I assume that this question is asked with regard to lands lying outside the second class city's corporate limits, but within its planning area. See A.C.A. 14-56-413. Although a review of the pertinent statutory provisions does not offer clear guidance, it is my opinion that the answer to your question is "yes." This conclusion is based upon an interpretation of the pertinent legislation, in the absence of controlling case law on point.
Provisions governing annexation, consolidation, and detachment by municipalities are contained in Title 14, Chapter 40 of the Arkansas Code of 1987. Annexation of territory to a municipal corporation may be initiated either by owners of property adjacent to a city or town who wish to have their property become part of the city or town, or by a municipal corporation which desires to have adjacent territory become part of the city. See, e.g., A.C.A. 14-40-301, et seq., and 14-40-601, et seq.

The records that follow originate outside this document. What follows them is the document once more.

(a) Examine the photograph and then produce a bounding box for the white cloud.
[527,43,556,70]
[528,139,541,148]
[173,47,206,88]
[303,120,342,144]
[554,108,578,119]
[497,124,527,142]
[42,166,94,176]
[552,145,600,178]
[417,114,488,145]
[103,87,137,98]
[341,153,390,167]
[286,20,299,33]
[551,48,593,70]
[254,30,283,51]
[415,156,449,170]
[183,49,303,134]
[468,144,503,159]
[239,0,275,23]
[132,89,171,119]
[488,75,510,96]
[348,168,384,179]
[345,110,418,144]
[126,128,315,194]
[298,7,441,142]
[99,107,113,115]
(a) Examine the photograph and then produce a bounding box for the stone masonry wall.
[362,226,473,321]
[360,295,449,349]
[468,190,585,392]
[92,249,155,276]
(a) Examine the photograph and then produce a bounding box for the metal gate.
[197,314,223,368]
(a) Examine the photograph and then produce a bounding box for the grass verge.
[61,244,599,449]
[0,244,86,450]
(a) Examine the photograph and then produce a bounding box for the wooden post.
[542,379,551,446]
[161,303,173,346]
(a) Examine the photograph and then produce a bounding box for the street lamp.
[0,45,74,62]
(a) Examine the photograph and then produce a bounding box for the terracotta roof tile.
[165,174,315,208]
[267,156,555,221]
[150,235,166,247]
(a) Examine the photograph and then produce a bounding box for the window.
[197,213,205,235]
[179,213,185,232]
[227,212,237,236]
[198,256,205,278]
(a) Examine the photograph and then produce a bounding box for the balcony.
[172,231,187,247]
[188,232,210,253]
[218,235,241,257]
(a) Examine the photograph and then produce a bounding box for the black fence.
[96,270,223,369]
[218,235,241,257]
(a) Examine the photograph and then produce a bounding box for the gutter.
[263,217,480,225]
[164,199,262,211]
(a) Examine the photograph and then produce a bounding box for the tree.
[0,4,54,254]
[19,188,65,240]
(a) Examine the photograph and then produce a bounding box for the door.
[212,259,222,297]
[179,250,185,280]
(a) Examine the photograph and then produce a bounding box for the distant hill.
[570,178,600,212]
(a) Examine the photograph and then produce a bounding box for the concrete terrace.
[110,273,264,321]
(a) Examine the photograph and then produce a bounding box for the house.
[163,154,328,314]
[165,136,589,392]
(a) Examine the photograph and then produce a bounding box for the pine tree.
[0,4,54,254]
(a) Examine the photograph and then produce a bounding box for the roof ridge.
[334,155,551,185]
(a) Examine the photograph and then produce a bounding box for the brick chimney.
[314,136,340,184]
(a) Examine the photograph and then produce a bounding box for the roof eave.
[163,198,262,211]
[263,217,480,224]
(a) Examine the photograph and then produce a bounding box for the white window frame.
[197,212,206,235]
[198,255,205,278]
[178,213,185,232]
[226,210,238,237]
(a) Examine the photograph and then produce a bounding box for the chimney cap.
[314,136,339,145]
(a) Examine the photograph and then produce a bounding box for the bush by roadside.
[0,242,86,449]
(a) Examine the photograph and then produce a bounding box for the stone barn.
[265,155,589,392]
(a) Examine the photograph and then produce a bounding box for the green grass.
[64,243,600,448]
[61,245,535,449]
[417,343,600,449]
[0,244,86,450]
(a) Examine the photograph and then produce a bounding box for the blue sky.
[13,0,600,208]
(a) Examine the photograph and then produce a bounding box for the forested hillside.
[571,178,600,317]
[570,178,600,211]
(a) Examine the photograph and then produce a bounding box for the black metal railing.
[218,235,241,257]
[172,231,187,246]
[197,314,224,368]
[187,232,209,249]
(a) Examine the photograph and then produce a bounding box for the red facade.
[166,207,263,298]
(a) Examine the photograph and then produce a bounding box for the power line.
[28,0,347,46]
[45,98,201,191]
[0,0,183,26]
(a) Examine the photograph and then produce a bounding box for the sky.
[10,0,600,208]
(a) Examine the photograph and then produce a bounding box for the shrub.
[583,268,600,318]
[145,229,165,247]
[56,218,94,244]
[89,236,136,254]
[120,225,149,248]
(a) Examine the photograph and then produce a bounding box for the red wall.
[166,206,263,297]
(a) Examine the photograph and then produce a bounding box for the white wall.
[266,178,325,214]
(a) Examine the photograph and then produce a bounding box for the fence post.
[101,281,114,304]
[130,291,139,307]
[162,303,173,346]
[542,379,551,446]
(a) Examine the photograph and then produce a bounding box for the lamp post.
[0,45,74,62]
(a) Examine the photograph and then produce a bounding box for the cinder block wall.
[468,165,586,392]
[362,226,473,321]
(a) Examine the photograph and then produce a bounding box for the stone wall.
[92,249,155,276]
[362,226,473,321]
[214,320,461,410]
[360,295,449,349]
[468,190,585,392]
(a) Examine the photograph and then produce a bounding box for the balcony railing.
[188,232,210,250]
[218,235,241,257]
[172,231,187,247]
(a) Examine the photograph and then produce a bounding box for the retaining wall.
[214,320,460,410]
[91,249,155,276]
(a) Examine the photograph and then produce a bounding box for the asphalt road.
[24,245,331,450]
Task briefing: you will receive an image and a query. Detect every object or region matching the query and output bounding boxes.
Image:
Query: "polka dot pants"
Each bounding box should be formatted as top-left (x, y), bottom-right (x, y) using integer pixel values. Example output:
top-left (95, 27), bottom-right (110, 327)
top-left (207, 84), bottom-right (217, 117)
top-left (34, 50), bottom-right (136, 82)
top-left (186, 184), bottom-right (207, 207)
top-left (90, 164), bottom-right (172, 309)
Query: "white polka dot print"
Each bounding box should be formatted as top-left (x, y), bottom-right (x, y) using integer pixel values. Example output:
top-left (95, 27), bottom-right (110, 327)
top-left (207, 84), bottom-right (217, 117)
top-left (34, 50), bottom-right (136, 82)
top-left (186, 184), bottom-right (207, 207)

The procedure varied under the statutes, but there appears to be no express exception with respect to lands lying within the planning jurisdiction of another city. While it may be contended that an exception must be implied under the act granting exclusive territorial jurisdiction for planning purposes (A.C.A. 14-56-413), it must be noted that neither repeals nor amendments are favored in construing statutes. Fireman's Fund Ins. Co. v. Polk County, 260 Ark. 799, 543 S.W.2d 947 (1976); Cummings v. Washington County Election Com'n, 291 Ark. 354, 724 S.W.2d 486 (1987). It is also significant to note in this regard that the legislature has expressly prohibited the separate incorporation of any territory lying within five (5) miles of an existing city, unless the governing body of the existing city consents to the incorporation. A.C.A. 14-38-101(b)(1). A similar prohibition could, presumably, easily have been applied with regard to the annexation of lands located within the designated planning area of another city. Instead, Section 14-40-301 contains only the express limitation wherein it states that the annexation provisions contained therein ". . . shall not be construed to give any municipality the authority to annex any portion of another city or incorporated town."
Section 14-56-413(a)(1)(A) states that "(t)he territorial jurisdiction of the legislative body of the city having a planning commission, for the purpose of this subchapter, shall be exclusive and shall include all land lying within five (5) miles of the corporate limits."
Lands lying within the second class city's planning area but outside its corporate limits do not, in my opinion, constitute a "portion of (the second class) city" for purposes of the prohibition contained in 14-40-301. It is significant to note in this regard that the territorial jurisdiction of the second class city as to lands within its planning area is exclusive only for purposes of the municipal planning statutes. See A.C.A. 14-56-413.
It may therefore be concluded that annexation is proper so long as the applicable requirements and standards are satisfied. This will require a factual review based upon the particular circumstances of each case.
The foregoing opinion, which I hereby approve, was prepared by Assistant Attorney General Elisabeth A. Walker.